L’arte visiva dei Mímēma nasce da un dualismo necessario: il dialogo tra la realtà oggettiva e la percezione emotiva. In una ricerca che affonda le radici nel Surrealismo contemporaneo e nell’arte informale, le nostre opere uniscono la precisione documentaristica della fotografia in bianco e nero con l’imprevedibilità della pittura astratta fluida.
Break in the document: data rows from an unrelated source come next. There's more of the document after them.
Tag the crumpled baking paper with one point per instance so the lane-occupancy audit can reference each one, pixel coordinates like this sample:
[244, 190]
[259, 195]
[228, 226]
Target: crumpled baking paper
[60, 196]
Fotografia e pittura astratta
L’equilibrio perfetto
La nostra tecnica Mixed Media non è una semplice sovrapposizione, ma una compenetrazione di mondi. La fotografia fissa l’istante, l’architettura o il soggetto naturale, ancorandolo alla realtà. La pittura, attraverso l’uso di acrilici fluidi, texture materiche e celle di colore, libera l’atmosfera, trasformando lo sfondo in un paesaggio onirico. È il tentativo di rappresentare visivamente non solo ciò che l’occhio vede, ma ciò che l’anima sente.




Il progetto si sviluppa attraverso tre collezioni principali, ognuna delle quali esplora un diverso rapporto tra soggetto e spazio:
LAKESCAPE: Una rivisitazione onirica del paesaggio lacustre. Qui, la fauna e gli scorci del Lago di Garda vengono decontestualizzati. Cigni e anatre, ritratti con precisione fotografica, nuotano in acque che non sono fatte di H2O, ma di puro colore ed emozione liquida. È la natura che trascende la sua forma fisica.

Le origini
LAKESCAPE
UTS (Under The Sky): L’acronimo sta per Under The Sky. In questa serie, il focus si sposta sul paesaggio urbano e architettonico. Palazzi, piazze e chiese perdono la loro staticità di cemento per ritrovarsi sotto cieli impossibili, turbolenti e vivi. È una riflessione su come l’ambiente che costruiamo (la città) si relazioni con l’infinito che ci sovrasta (il cielo).
UNIQUE: Questa sezione raccoglie i pezzi unici, le sperimentazioni e le “schegge impazzite” della nostra produzione. Opere che sfuggono alla serialità per esplorare nuove interazioni chimiche tra i pigmenti e nuove narrazioni visive.




In ogni opera Mímēma (“imitazione”), l’obiettivo non è replicare la realtà, ma svelarne la frequenza nascosta. È un invito a guardare il mondo noto attraverso una lente nuova, dove la fotografia è la memoria e la pittura è il sogno.